This reminds me of this rumour about how someone used tinder to triangulate opponent units during an exercise and arty them to shit. Supposedly Finns outwitting Norwegians, but is a anon text so who knows: https://imgur.com/gallery/bySUH

csiegert|5 years ago

Reminds me of a story I heard: In a conflict, Russia sent SMS to the mothers of Ukrainian(?) soldiers, informing them of their son’s death (pretending to be the Ukrainian government/military). The mothers, distraught, called their son’s cellphone. The increased, clustered cellphone activity near the frontline gave away the unit positions. Shortly after, Russian bombs dropped.

skocznymroczny|5 years ago

"Hot missile silos in your area are waiting for you"

Spooky23|5 years ago

There have been alot of stories about stuff like this. One of the public ones I remember was if you were looking for US forces in unusual places, you'd find their running paths on Strava.

emilfihlman|5 years ago

Yeah that'd be Finns and Exercise Trident Juncture 2018

Foxboron|5 years ago

A bit context on NRKbeta from their website.

"NRKbeta is NRKs sandbox for technology and media. We write about media, the internet and new technology with a focus on you as the user, and what we at NRK do in this field. We call it a sandbox because we want to test things out, be curious and find out how things change. And bring you, the users, with us on this journey."

https://nrkbeta.no/

EDIT:

I also think it's important to contextualize this journalism with the current debate around the Norwegian contact tracing application.

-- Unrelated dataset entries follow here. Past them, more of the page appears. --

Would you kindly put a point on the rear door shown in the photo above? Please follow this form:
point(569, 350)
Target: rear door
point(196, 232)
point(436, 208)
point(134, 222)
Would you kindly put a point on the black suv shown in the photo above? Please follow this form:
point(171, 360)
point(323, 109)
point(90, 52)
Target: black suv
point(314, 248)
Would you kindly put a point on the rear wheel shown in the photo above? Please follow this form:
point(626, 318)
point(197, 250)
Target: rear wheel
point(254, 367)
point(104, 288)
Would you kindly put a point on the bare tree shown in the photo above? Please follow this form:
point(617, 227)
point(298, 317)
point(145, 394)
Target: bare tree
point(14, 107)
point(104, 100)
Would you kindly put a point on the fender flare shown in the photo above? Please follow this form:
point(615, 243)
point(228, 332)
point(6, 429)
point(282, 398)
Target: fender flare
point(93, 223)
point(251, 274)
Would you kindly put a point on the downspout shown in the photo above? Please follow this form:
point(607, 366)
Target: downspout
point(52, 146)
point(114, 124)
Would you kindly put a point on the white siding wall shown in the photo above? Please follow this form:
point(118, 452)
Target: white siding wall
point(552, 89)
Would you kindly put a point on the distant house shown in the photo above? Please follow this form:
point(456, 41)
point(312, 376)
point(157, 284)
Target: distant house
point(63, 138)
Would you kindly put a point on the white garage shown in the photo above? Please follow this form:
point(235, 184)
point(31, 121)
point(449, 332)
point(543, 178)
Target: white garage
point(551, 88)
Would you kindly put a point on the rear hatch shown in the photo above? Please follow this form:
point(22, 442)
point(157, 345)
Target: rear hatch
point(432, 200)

The application has been heavily criticized for the collection of GPS data for research usage and track behaviour when new guidelines are announced. They claim this data is going to be "anonymized", but alter clarified it would only be "pseudonomized".

It is also unclear if the data collected is going to be deleted in December, when the app is set for deletion by the current regulation from Stortinget.

hhjinks|5 years ago

They picked a dumb name. As a Norwegian, I was under the impression that they've actually got a beta version of some supposed new site functionality for the longest time.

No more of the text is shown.